Rita Marley was born Alfarita Anderson in the city of Santiago de Cuba. When she was a small child, her family moved to Trench Town, Kingston in the island nation of Jamaica. Even at a young age, she had a fascination with music. “My first memory would be of my father,” she recalled. “He was a musician. He would play the saxophone and my aunt would sing. The combination of the instrument and the voice resonated with me deeply. I remember my aunt guiding me to sing in harmony with her, and I was on my way!”
Music was more than just a lighthearted expression of voice and instrument. She always saw in it a higher power. “Church was part of life as early as I can remember. In church, as a little girl, I would sing in the choir, so music was always a spiritual experience for me. Singing songs of praise and joy brought healing and togetherness. ‘The Lord’s Prayer’ is still one of my favorite songs to sing.”
As a teenager, she sang in a vocal group called the Soulettes. It was during this period that she met a young man who also recognized the spiritual power of music. His name was Bob Marley. In Marley, Rita found a kindred spirit, a voice for the common man. She began singing with Bob’s band, the Wailers, and helped form the backing trio that would largely influence his sound, the I-Three.
“One of the things we all had in common from the very beginning was an awareness of the power of music and its ability to convey a message to the mind and the spirit. It was what sealed the chemistry of Bob with the Wailers and also the I-Three. Bob had a vision and was able to articulate it in a way that we could all receive and then work to express.”
Eventually, Bob Marley and the Wailers, backed by the I-Three, would gain worldwide acclaim for his music and its powerful message of freedom and unity.
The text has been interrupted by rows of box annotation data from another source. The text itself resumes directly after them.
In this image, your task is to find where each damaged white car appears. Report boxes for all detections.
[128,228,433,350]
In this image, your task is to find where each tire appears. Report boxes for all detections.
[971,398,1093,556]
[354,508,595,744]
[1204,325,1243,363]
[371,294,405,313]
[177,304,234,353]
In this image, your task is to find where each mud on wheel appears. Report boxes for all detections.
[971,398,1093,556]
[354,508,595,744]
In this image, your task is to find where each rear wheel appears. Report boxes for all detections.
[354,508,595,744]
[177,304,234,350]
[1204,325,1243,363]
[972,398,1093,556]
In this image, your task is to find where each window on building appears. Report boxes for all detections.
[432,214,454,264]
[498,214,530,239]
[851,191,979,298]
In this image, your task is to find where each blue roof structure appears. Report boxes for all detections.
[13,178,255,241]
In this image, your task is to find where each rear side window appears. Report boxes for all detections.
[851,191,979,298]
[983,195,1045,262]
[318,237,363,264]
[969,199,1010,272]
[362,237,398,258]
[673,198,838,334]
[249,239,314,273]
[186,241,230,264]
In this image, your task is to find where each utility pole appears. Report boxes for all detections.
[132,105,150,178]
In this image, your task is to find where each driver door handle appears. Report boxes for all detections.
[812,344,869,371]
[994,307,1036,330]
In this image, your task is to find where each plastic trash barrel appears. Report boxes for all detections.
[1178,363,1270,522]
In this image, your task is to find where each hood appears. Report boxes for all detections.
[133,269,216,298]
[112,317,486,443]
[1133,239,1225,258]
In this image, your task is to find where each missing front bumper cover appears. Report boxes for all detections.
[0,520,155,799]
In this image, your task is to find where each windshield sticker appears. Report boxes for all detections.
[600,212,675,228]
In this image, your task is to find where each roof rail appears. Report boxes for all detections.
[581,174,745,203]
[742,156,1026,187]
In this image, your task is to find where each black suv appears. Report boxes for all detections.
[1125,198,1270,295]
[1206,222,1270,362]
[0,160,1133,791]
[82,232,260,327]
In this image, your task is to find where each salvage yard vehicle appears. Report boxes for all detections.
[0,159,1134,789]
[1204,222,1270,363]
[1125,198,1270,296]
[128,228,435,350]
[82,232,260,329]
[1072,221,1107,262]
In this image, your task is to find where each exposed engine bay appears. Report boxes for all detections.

“To share these words, these ideas. At the time, the political climate all over the world was one in which the people were seeking freedom, empowerment and healing on a whole. Bob was a spiritual man. This he acquired from his mother, Cedella Booker. The music expressed and supported that, so it was always important for the music to be heard. After the assassination attempt in Kingston, we became even more determined. It was a mission that obviously was gaining a momentum that threatened the status quo and, as Bob said, ‘no bullet can stop us now.’
“In the midst of it all, we really kept our focus on the work itself, and we felt a connection with the people at every concert. There would always come a point where the energy from Bob would connect with the energy of the people and we would become one in a sense. That energy was there in a club as much as it was in a stadium.”
After her husband’s death in 1981, Rita Marley devoted her life to helping others. From her work with children in Ghana to her foundation’s ongoing mission to fight poverty and hunger, she has strived to make the world a better place. Why?
“Because I lived it—the abundance as well as the struggle—and always I knew I was a part of something bigger than just myself. Growing up in Trench Town wasn’t easy, but even in times of struggle, we didn’t lose hope; partly because of the sense that we were part of a greater community that cared for one another. We each shared whatever little we had, and that allowed it to grow and serve more than just the individual need. It fed us all.”
Throughout her long and amazing life, Rita Marley has been witness to the transformative power of music. And though the world is still rife with pain and hatred, she still sees music as the key to our overcoming these struggles.
“Music is so transforming. It has the power to evoke ranges of emotions. Through music, each artist can manifest healing, love, happiness. We must continue with spreading peace, unity, love through conscious music. Sing songs similar to Bob Marley and the Wailers, Toots and the Maytals, Jimmy Cliff and the list goes on. Be mindful that your word is sound and power.”